Armenian game show contestant

Lilit Manukyan (Լիլիթ Մանուկյան; born 1979) is an Armenian game show contestant in Spain. In 2014, she became the first foreigner and first non-native Spanish speaker to win the vocabulary-based show Pasapalabra, taking a jackpot of €318,000. From 2020 to 2026, she was a "Chaser" on El cazador, Spain's version of The Chase.

==Early and personal life==
Manukyan was born in Yerevan in Armenia, and lived in Russia between the ages of 16 and 28. In Russia, she graduated with a degree in foreign business and worked in several companies. She then moved to Spain, choosing the country due to having a cousin there and not perceiving it to be hostile to immigrants.

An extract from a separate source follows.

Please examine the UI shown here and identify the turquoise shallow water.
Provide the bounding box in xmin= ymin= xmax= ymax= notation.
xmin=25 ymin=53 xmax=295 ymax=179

Manukyan had taken only a few classes in Spanish before arriving in the country in June 2007, and began working as a babysitter or car washer, making far less than €1,000 per month. As of 2022, Manukyan was married and had a daughter, and was employed as a commercial operator coordinator at a Renfe train station in Valencia.

==Game shows==
Manukyan, who was already a fan of television game shows, began watching Saber y ganar and Pasapalabra in Spain. When she discovered she knew the answers to ten of the questions on the latter's rosco final, she began training to win it, using an online forum to learn from a former jackpot winner. Believing that winning Pasapalabra was more economically viable than her work at the time, she studied six hours a day for the show. Manukyan said in 2022 that her ability in the Spanish language was not perfect, particularly on grammar, but that Pasapalabra only required knowledge of definitions.

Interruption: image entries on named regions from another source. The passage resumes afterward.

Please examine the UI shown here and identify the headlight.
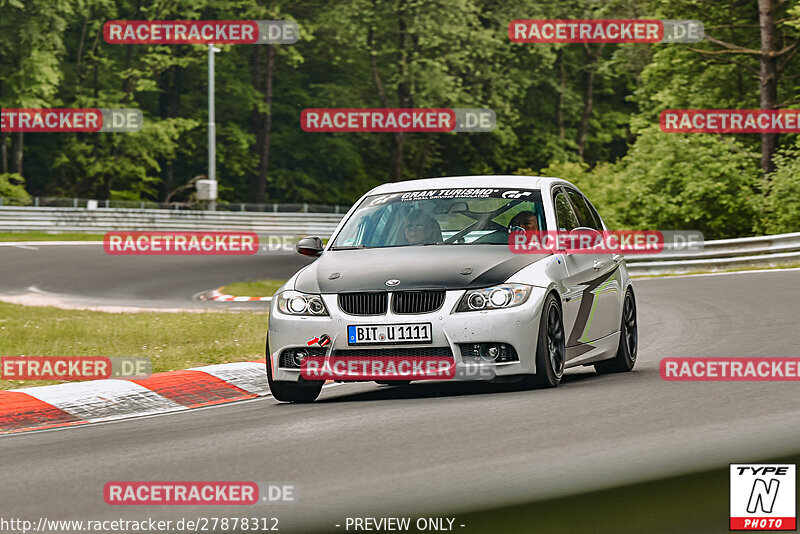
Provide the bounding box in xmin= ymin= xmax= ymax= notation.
xmin=278 ymin=291 xmax=328 ymax=315
xmin=456 ymin=284 xmax=531 ymax=311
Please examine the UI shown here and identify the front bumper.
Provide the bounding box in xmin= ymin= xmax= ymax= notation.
xmin=268 ymin=287 xmax=547 ymax=382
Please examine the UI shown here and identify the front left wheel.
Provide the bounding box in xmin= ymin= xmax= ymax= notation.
xmin=266 ymin=337 xmax=325 ymax=403
xmin=523 ymin=293 xmax=567 ymax=388
xmin=594 ymin=288 xmax=639 ymax=374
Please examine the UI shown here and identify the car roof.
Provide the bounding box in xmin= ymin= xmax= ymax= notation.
xmin=367 ymin=175 xmax=569 ymax=195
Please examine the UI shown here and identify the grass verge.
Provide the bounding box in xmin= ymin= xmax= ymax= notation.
xmin=0 ymin=232 xmax=103 ymax=241
xmin=220 ymin=280 xmax=286 ymax=297
xmin=0 ymin=302 xmax=267 ymax=389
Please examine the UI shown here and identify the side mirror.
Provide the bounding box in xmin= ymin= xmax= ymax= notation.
xmin=296 ymin=236 xmax=325 ymax=257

Manukyan began competing on Pasapalabra in December 2012. After 37 shows, on 21 November 2014, she won €318,000, becoming the first foreigner and first non-native speaker of Spanish to win the jackpot on the vocabulary-based show. She lasted 85 episodes on the show. Manukyan's jackpot and number of episodes were both the second-most for a female contestant on the show, behind fellow future cazadora Paz Herrera. In September 2017, to mark the show's tenth year on Telecinco, Manukyan took part in a Supercopa, finishing runner-up to fellow future cazador David Leo and taking €25,000.

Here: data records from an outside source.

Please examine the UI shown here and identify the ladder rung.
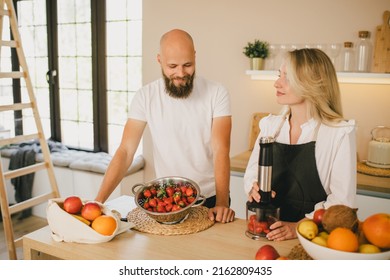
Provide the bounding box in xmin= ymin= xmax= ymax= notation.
xmin=9 ymin=192 xmax=56 ymax=215
xmin=0 ymin=103 xmax=32 ymax=112
xmin=0 ymin=9 xmax=11 ymax=16
xmin=0 ymin=40 xmax=18 ymax=48
xmin=4 ymin=162 xmax=47 ymax=179
xmin=0 ymin=134 xmax=39 ymax=147
xmin=14 ymin=236 xmax=23 ymax=248
xmin=0 ymin=72 xmax=25 ymax=79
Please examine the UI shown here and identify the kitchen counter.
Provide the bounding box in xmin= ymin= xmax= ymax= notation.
xmin=23 ymin=196 xmax=299 ymax=260
xmin=230 ymin=151 xmax=390 ymax=198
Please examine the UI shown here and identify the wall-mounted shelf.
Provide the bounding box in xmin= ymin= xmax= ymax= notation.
xmin=245 ymin=70 xmax=390 ymax=85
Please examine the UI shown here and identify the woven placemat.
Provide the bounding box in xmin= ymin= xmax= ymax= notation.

After Pasapalabra, Manukyan also competed on Atrapa un millón, the Spanish version of The Million Pound Drop on Antena 3; and 15 episodes of Saber y ganar on La 2.

In December 2019, Manukyan was announced as one of four game show veterans to be cazadores on El cazador, the Spanish adaptation for La 1 of British game show The Chase. She combined the role with her job in Valencia. Manukyan had to study general knowledge for the role, with her weaknesses being football and modern music.